Winding walls that edge our weaving roads, walls that divide our meadows, that snake their way over the fell and form the boundary between pasture and open moor.  These dry stone walls are not only an iconic feature of the Yorkshire Dales but an essential resource for hill farmers in the dales.

 GETTING OVER - GETTING THROUGH

 
 Squeeze stiles and ladder stiles provide a place to get over a wall and keep walkers safely on the official path but what about the sheep?

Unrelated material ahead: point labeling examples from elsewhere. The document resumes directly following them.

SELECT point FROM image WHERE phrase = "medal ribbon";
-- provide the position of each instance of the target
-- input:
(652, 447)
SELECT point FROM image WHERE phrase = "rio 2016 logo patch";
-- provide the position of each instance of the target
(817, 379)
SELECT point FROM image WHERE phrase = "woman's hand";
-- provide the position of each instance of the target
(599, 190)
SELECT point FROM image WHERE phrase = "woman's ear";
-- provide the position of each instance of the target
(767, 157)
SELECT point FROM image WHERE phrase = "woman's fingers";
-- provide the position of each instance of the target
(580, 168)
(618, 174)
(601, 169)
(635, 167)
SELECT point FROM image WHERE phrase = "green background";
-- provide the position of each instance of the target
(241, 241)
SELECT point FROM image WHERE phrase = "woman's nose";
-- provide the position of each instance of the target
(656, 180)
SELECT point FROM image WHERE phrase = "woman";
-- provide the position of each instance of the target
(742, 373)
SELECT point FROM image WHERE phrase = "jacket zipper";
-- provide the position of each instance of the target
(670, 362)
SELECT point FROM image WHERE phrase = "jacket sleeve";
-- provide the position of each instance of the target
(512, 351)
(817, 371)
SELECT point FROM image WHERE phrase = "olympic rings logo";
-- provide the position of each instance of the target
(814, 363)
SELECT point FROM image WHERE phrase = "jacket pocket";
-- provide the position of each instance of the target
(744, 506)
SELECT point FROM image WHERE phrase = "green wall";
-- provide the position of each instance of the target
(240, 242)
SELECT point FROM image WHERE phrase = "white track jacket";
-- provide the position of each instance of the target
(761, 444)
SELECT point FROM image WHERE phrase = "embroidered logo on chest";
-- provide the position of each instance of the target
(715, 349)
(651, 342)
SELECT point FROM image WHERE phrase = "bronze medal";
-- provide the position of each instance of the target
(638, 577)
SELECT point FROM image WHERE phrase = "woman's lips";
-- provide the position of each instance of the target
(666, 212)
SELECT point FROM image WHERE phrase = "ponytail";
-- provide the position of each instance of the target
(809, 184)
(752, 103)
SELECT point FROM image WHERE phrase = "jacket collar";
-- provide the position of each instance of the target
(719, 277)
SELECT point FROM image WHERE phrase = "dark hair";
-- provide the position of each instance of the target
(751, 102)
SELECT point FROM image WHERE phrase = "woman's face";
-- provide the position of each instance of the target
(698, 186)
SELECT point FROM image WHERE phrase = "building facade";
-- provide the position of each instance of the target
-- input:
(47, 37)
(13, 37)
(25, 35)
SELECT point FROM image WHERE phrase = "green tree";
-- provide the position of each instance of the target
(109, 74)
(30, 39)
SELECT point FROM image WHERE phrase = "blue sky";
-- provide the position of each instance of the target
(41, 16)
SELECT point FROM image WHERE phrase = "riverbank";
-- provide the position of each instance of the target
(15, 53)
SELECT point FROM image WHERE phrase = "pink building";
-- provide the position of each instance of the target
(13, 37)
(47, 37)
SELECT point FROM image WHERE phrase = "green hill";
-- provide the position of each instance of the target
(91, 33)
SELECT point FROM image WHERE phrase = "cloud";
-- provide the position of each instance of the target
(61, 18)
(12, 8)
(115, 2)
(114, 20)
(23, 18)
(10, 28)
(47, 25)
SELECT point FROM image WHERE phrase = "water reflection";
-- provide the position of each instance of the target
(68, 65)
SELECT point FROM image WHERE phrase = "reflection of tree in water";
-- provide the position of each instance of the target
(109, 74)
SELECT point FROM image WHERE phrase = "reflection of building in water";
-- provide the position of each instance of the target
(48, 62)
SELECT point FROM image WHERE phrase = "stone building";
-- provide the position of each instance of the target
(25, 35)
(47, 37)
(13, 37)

 Look closely and you will find all manner of strange openings.  These are thurl holes (sometimes called smoots or smoot holes) and are gaps in the stone walls that can be quickly opened to let sheep through.  Commonly found in walls that divide fields but occasionally seen on roadside walls to allow sheep to move from field to farmstead.  

 














Below, the sheep-shaped thurl is most unusual. And the stoned-up section of wall on the roadside opposite Pry House Farm is fascinating.  Was it once a thurl or a gateway? Then when longer required, simply and neatly walled up.
(P.S. I am not sure of the correct spelling of 'thurl'.  Any suggestions gratefully received).
                                                                                             

NOT JUST A BOUNDARY WALL - OUR WALLS HAVE MANY USES










A place for moss and lichen to thrive.

A hidey-hole for mice and voles.

A place for three hand reared lambs to show off and play!

But perhaps most important of all a sheltered place to lamb and to keep a newborn safe.

Guests staying at Pry House Farm B&B admire our beautifully maintained walls and often want to find out more.  The Yorkshire Dales National Park Authority are holding Drystone Walling Demonstrations at the Dales Countryside Museum in Hawes from April to August www.dalescountrysidemuseum.org.uk or have a look at The Yorkshire Dry Stone Walling Guild 2 day non-residentional courses www.ydswg.co.uk.
Then when you come to stay with us we may a gap or two for you to practise on!